Fracking great science from the British Geological Survey

Fracking is rightly a major political issue. In Britain this is topical as the government has just released a technical report showing that very large volumes of natural gas are locked into rocks beneath northern England. As a tax-payer whose house is heated and food cooked using gas, but who is concerned about CO2 emissions and climate change, I will be directly affected whether we extract this gas or if we leave it be.  But what interested me about the report was not politics, not energy policy, but a genuine pride in the quality of unbiased scientific data contained within it. Politics can wait. Let’s celebrate the vast data sets and clear and comprehensive analysis that I’m glad my taxes have paid for.

Figure 42, schematic cross sections of the north of England. Copyright DECC 2013

Figure 42, schematic cross sections of the north of England. Copyright DECC 2013

The report sits in a clean and fast web-page, linking to downloadable reports that include a vast amount of data. It’s copyrighted, but I can copy images into here, with attribution. There’s even an apologetic note that ‘users of assistive technology’ may not be able to make use of the files.  This is how all government websites should be.

The study focuses on a particular geological unit that covers much of the north of England, the Bowland-Hodder shale. For a geological introduction, I can’t better the report itself: “Marine shales were deposited in a complex series of tectonically active basins across central Britain during the Visean and Namurian epochs of the Carboniferous (c.347-318 Ma). …. The marine shales attain thicknesses of up to 16,000 ft (5000m) in basin depocentres (i.e. the Bowland, Blacon, Gainsborough, Widmerpool, Edale and Cleveland basins), and they contain sufficient organic matter to generate considerable amounts of hydrocarbons.” 

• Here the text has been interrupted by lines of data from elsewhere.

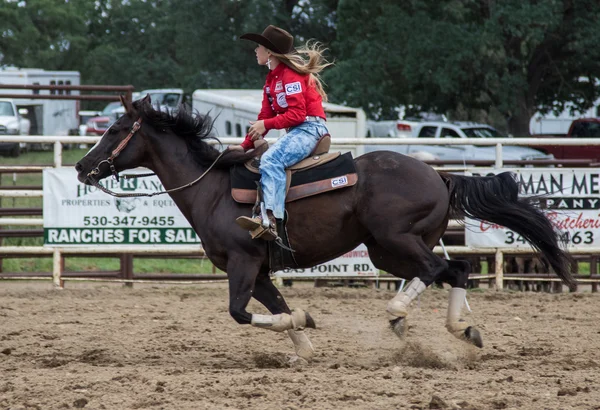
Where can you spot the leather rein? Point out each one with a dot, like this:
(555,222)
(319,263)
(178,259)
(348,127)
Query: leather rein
(115,153)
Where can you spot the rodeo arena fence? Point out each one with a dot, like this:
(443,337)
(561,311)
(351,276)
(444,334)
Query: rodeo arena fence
(584,243)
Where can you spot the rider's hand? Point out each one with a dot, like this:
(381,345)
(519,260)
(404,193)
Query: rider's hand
(257,129)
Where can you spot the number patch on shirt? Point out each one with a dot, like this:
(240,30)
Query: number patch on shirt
(293,88)
(281,101)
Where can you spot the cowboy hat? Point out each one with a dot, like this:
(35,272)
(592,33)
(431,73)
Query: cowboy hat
(273,38)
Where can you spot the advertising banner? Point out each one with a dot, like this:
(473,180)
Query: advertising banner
(570,198)
(351,264)
(76,214)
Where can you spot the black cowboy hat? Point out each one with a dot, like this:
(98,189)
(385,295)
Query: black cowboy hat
(273,38)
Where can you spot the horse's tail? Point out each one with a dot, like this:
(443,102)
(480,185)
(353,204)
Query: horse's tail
(496,199)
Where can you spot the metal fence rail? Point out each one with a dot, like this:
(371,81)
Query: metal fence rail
(57,253)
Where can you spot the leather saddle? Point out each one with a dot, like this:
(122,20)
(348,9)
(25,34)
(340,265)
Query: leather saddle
(320,172)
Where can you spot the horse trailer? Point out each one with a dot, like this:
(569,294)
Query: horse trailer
(47,117)
(232,111)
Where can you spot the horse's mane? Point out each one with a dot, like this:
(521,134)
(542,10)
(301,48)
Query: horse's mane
(195,129)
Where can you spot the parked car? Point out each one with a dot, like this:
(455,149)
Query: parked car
(448,152)
(580,128)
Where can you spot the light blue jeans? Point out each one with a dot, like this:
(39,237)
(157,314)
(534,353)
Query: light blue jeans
(290,149)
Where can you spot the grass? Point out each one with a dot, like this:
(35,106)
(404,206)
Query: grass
(73,264)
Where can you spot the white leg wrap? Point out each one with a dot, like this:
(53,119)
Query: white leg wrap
(398,306)
(281,322)
(302,344)
(456,300)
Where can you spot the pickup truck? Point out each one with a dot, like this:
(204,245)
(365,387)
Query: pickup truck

The study identifies draws on a mass of seismic and borehole data and distinguishes two horizons, an upper and a lower. The upper is a post-rift deposit that resembles “prolific North American shale gas plays”. The lower is less well known (not much drilling information) but was deposited during the rifting and so is a thicker deposit. Here’s a sense of how much data they are  drawing on:

Figure 8. Copyright DECC 2013

Figure 8. Copyright DECC 2013

Seismic data gives you a cross-section view through the sedimentary layers. Borehole data allows you to link the layers to actual rocks. Gamma ray logging data allows you to estimate the amount of organic matter within these rocks. The report tells you how the deep the shale is:

Figure 17. Copyright DECC 2013

Figure 17. Copyright DECC 2013

It has other pretty maps showing how thick the layers are, plus lots of cross-sections.

These rocks started as mud with organic matter in them. This only turns into valuable oil or gas once that organic matter has been buried and heated. The shininess of woody matter from boreholes (called vitrinite reflectance), records how much the rocks have been heated. Particular values of vitrinite reflectance correspond to a ‘gas window’ indicating that shales with organic matter are likely to contain methane gas.

Putting all this data together, the British Geological Survey guys have produced maps of areas where the upper and lower units exist and have passed through the gas window.

Figure 44. Copyright DECC 2013

Figure 44. Copyright DECC 2013

What the man in the street wants to know is: how much gas is there? The study uses a Monte Carlo analysis of the various parameters to come up with an estimate. In layman’s terms, there is an enormous amount – around a quadrillion cubit feet. Even allowing for the fact that fracking can only extract a small proportion, the amounts are easily comparable with the conventional gas reserves already extracted from the North Sea.

I’ve barely scratched the surface of the data contained in these reports. I’m sure there are many geologists employed by industry studying them intently, but note that as far as I can tell, all of this data is provided by the British Geological  Survey. Will this report result in many more holes being drilled into the north of England? Only time will tell.